Ter receios e medos relacionados ao processo de engravidar é normal. Grupos, chats, perfis em redes sociais dedicados à esse tema estão em alta. Mas aqui, ninguém é obrigada, e a maternidade, assim como todas as outras decisões da nossa vida, devem ser baseadas num princípio básico: nossa escolha. Mulheres que decidem não vivenciar a maternidade ainda sofrem o estigma social que nos coloca como mães acima de tudo. E quando não é apenas uma questão de decisão pessoal? E quando a simples menção ao tema faz com que alguém tenha sintomas extremos de mal-estar, inclusive físicos? O medo exacerbado de gravidez e dar à luz só foi documentado recentemente, mas tem nome: tocofobia
Ainda pouco estudado, só foi reconhecido oficialmente em janeiro de 2000, após a publicação de um estudo pelo British Journal of Psychiatry, que analisou 26 casos da fobia. O documento foi o primeiro a classificar a fobia na literatura médica. Estima-se que, atualmente, a tocofobia afete 14% das mulheres no mundo, segundo a Nordic Federation of Obstetrics and Gynecology (Federação Nórdica de Obstetrícia e Ginecologia).

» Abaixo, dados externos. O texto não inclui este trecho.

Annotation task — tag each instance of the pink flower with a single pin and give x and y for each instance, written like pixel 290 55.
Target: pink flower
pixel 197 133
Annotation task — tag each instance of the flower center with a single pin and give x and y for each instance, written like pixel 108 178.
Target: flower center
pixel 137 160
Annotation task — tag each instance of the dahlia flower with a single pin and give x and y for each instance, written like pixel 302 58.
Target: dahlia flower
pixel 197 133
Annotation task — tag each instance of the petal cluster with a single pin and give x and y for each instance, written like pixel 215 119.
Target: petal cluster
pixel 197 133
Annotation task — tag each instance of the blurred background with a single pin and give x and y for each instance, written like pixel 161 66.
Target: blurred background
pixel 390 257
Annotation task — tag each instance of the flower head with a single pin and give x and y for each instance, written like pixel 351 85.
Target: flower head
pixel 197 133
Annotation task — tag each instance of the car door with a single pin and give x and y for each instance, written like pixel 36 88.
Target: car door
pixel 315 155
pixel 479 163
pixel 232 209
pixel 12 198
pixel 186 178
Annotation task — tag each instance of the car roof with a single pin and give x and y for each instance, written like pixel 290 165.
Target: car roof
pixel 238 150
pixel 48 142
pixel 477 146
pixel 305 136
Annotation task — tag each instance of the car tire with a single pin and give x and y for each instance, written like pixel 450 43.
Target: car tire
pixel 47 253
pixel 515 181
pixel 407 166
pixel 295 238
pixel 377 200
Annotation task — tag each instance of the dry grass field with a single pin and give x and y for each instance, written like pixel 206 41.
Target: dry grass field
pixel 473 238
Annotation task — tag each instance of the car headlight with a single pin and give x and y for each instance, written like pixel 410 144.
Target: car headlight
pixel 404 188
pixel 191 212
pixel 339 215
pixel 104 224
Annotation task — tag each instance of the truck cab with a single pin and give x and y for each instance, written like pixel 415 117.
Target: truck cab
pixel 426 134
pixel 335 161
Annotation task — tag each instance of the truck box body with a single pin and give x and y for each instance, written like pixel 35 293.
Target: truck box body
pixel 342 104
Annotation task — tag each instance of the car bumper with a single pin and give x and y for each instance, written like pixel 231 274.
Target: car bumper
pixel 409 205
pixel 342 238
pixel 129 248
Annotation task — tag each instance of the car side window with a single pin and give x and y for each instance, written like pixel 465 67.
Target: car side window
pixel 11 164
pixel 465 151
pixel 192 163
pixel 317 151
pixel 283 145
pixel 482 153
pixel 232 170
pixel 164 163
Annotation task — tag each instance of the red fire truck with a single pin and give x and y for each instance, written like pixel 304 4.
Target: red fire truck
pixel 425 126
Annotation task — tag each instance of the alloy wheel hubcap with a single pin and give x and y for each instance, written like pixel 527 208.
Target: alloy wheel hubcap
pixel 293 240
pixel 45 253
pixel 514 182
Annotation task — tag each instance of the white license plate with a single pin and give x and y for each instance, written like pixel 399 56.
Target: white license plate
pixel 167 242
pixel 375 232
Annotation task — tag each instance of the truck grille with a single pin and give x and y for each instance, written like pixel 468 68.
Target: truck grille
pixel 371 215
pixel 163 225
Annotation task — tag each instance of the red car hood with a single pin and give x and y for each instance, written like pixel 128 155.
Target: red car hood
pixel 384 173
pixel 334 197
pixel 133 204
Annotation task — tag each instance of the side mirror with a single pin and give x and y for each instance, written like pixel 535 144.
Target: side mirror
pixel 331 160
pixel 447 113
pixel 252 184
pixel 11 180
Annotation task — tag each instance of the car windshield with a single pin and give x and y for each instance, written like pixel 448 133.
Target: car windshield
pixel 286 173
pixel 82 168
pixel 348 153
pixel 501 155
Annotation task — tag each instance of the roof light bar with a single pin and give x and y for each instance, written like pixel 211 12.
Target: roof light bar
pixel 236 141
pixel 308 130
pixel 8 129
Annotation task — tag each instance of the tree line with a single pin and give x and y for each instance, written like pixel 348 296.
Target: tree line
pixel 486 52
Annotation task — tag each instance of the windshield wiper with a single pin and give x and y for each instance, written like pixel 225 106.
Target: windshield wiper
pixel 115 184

No documento, a fobia é qualificada em dois graus diferentes: tocofobia primária, quando o pavor da gravidez se instaura antes mesmo da pessoa passar por uma gestação; e tocofobia secundária, que aparece após um procedimento de parto traumático.
Fernanda Lima, 40 anos, vendedora de produtos educacionais, se enquadra no primeiro grupo.
“Aos 8 anos de idade, percebi a disfuncionalidade das famílias do meu pai e mãe. Decidi ali que não queria aquele estilo de vida para mim, e um dos caminho era não casar nem ter filhos.”, diz Fernanda, que considera a pressão social um dos catalisadores da sua fobia.
“Tenho 10 anos de casamento e meus tios e tias me pressionaram para ser mãe até os 7 anos (de casamento), depois viram que não surtiria efeito e pararam de falar. A minha mãe dizia que ter filhos me ajudaria a amadurecer e resolver meus problemas psicológicos, graças a Deus não embarquei nessa loucura.”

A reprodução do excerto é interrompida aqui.